Anschließend stellte Kämmerer Klaus Pöllmann die Eckdaten des Kreishaushalts 2015 vor. Der Entwurf der Verwaltung und des Landrats sehe unter anderem eine Senkung der Kreisumlage um einen halben Punkt auf 48,5 Prozent vor.

Sparvorschlag Sitzungssaal

Dazu sagte Dutz, die CSU werde diesen Vorschlag genau untersuchen, insbesondere, ob angesichts der guten Haushaltslage und der erhaltenen staatlichen Zuweisungen nicht eine Senkung um einen Punkt möglich sei. Dabei beschloss die Fraktion als erste Gegenfinanzierung die Streichung des Haushaltsansatzes für die Renovierung des Sitzungssaals im Landratsamt für 150 000 Euro. Dies sei heuer nicht notwendig und könnte eingespart werden.
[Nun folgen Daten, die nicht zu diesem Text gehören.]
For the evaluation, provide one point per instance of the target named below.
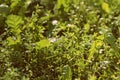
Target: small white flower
(54, 22)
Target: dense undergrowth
(59, 39)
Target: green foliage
(59, 40)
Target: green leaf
(42, 44)
(4, 9)
(67, 73)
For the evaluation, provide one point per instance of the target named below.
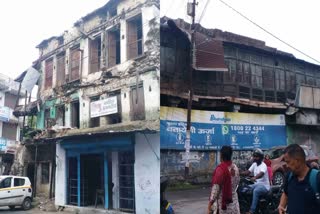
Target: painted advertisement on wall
(4, 113)
(210, 130)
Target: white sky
(295, 22)
(24, 24)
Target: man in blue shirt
(298, 196)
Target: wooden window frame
(48, 73)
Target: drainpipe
(35, 171)
(53, 169)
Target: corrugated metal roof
(209, 54)
(120, 128)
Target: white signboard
(4, 113)
(30, 79)
(104, 107)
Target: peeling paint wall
(202, 164)
(147, 173)
(305, 135)
(128, 73)
(61, 185)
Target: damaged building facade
(99, 110)
(9, 124)
(245, 94)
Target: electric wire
(268, 32)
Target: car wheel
(278, 178)
(26, 205)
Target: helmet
(258, 152)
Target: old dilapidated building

Ausgiebig diskutierten die Fraktionsmitglieder den Antrag der Stadt Mitterteich an den Landkreis zur laufenden Beteiligung am Defizit der Eishalle. Darüber müssen demnächst die Kreisgremien entscheiden. Toni Dutz, Karl-Heinz Ernstberger und Roland Grillmeier erläuterten die Beweggründe, die damals zum Bau dieser Einrichtung in Mitterteich geführt hätten.

"Müssen Beitrag leisten"

Sicherlich könne man diese Infrastruktureinrichtung für die gesamte Region nicht mit örtlichen Einrichtungen im Landkreis vergleichen, betonte Toni Dutz. Deshalb gelte es genau abzuwägen, ob man am Ende eine Schließung dieser Einrichtung verantworten könne. "Wir müssen eine möglichst attraktive Infrastruktur im Landkreis erhalten und ausbauen. Dazu müssen alle, wenn notwendig, ihren Beitrag leisten", formulierte Toni Dutz seine persönliche Meinung. Roland Grillmeier bat die Kollegen um Unterstützung des Mitterteicher Anliegens. Er könne sich eine anteilige Defizitübernahme gut vorstellen.

Bernd Sommer und Toni Dutz berichteten von der Infoveranstaltung zum Thema "Atemschutzstrecke" im Landkreis Tirschenreuth. Bei aller Sympathie für interkommunale Zusammenarbeit mit Neustadt/WN und Weiden müsse es vor einer endgültigen Entscheidung für den Standort Neuhaus erlaubt sein, mögliche wirtschaftliche Alternativen im Landkreis Tirschenreuth zu prüfen, ohne gleich als "Kirchturmdenker" abqualifiziert zu werden, forderte Dutz.

Sitzung mit Neustadt

Kreisrat Mario Rabenbauer wurde beauftragt, einen Antrag für eine praktikable Lösung für die "Dermimboard-Fahrten" auszuarbeiten. Die Fraktion beschloss außerdem, am 16. März eine gemeinsame Sitzung mit der CSU-Kreistagsfraktion Neustadt/WN in Windischeschenbach abzuhalten. Der traditionelle Fraktionsausflug mit den aktiven und ehemaligen Kollegen geht vom 1. bis 3. Oktober nach Berlin.